# hosebib



## PlumberDave (Jan 4, 2009)

I don't know if it's the plumbers or the builders but, Please stop putting the freakin hosebibs in the toekicks!


----------



## wharfrat (Nov 1, 2014)

I don't onderstand what you mean, can you explain for me?


----------



## Michaelcookplum (May 1, 2011)

In toekick? I think you mean somewhere else


----------



## chonkie (Jul 31, 2014)

You mean the hose bibb is sticking out of the house at the foundation level?


----------



## Gruvplumbing (Dec 26, 2013)

I think I know. It's in between the floor and the bottom of the cabinet. And that would be some bulls***.


----------



## GREENPLUM (Jul 27, 2008)

Np, just charge accordingly


----------



## plumber11928 (Feb 18, 2015)

Nothing like going to the fridge,bashing your toe on your sillcock at 3am.


----------



## Michaelcookplum (May 1, 2011)

I think we al know what a toekick is, obviously, the question is what Dave is referring to. I don't think he means a hose bib in the bathroom or kitchen toekick


----------



## rjbphd (Feb 5, 2010)

PlumberDave said:


> I don't know if it's the plumbers or the builders but, Please stop putting the freakin hosebibs in the toekicks!

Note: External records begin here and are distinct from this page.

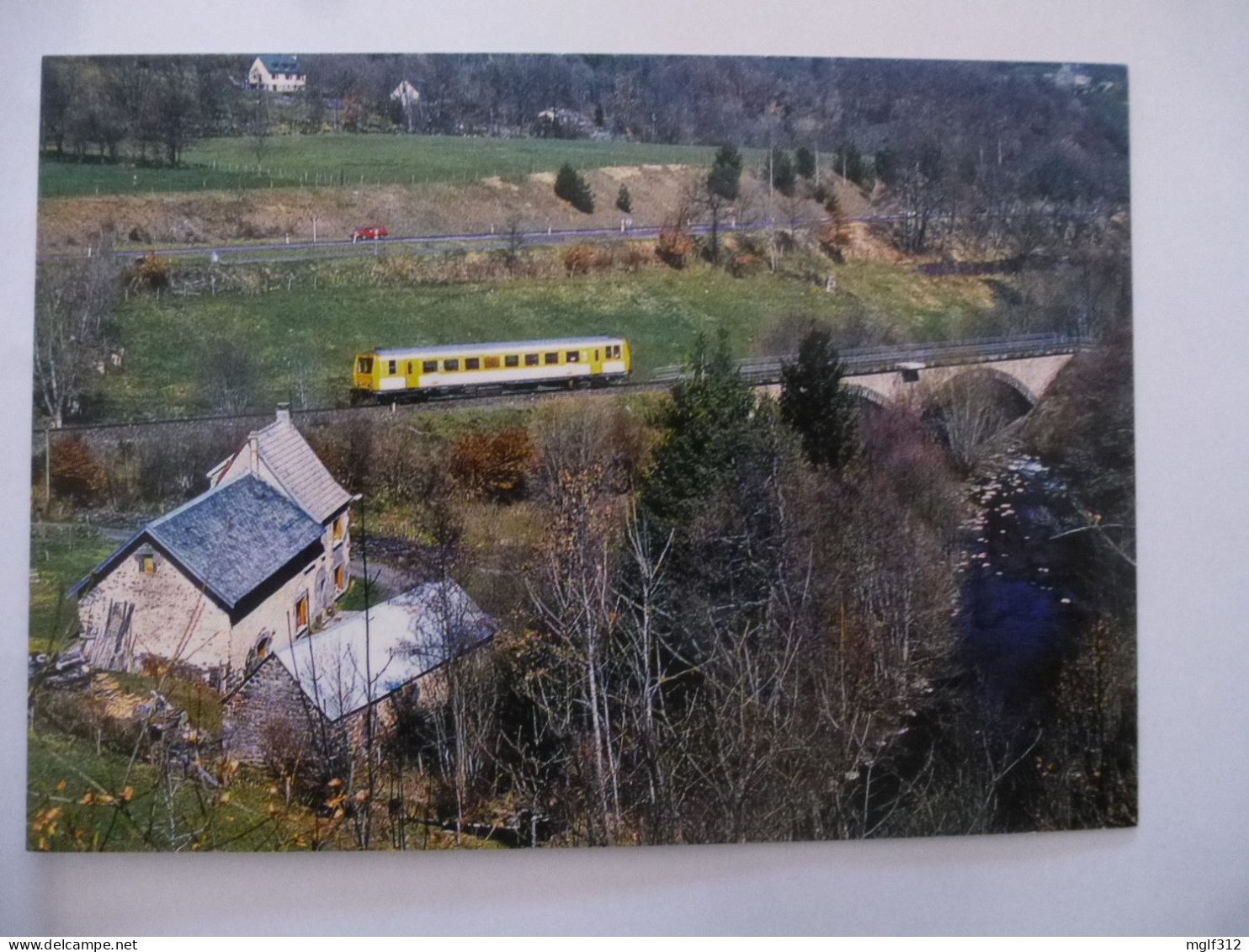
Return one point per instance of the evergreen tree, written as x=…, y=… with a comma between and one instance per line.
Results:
x=704, y=428
x=570, y=186
x=723, y=183
x=805, y=162
x=784, y=178
x=816, y=405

Where do u want it.. on top of countertop, next to the hemp bottle.. someone here post a pix of it not too long ago..


----------



## PlumberDave (Jan 4, 2009)

The hose bib comes through the wall in to the toe kick of the kitchen sink cabinet. 5 times so far this year and the last one some schmuck soldered the threads. I don't take a lot of pic's out there I want to but when it comes time I am all about getting it done. Instead of opening a wall and slapping an access panel up afterwards. I have to let them make the repair to their cabinet. Not a complete job I like to leave. I'm just going to have to keep some lath on the truck.


----------



## Texan (Feb 21, 2015)

What is it about plumbers from Seattle?  I read that post five times I still cant figure it out. There are hb's in the kitchen by the floor and... oh wait you mean so you can drain them from the inside for cold weather? Still what's lath?


----------



## mccmech (Jul 6, 2011)

Texan said:


> What is it about plumbers from Seattle?  I read that post five times I still cant figure it out. There are hb's in the kitchen by the floor and... oh wait you mean so you can drain them from the inside for cold weather? Still what's lath?


I think he means the exterior wall penetration comes in below the cabinet floor ( toe kick area ).


----------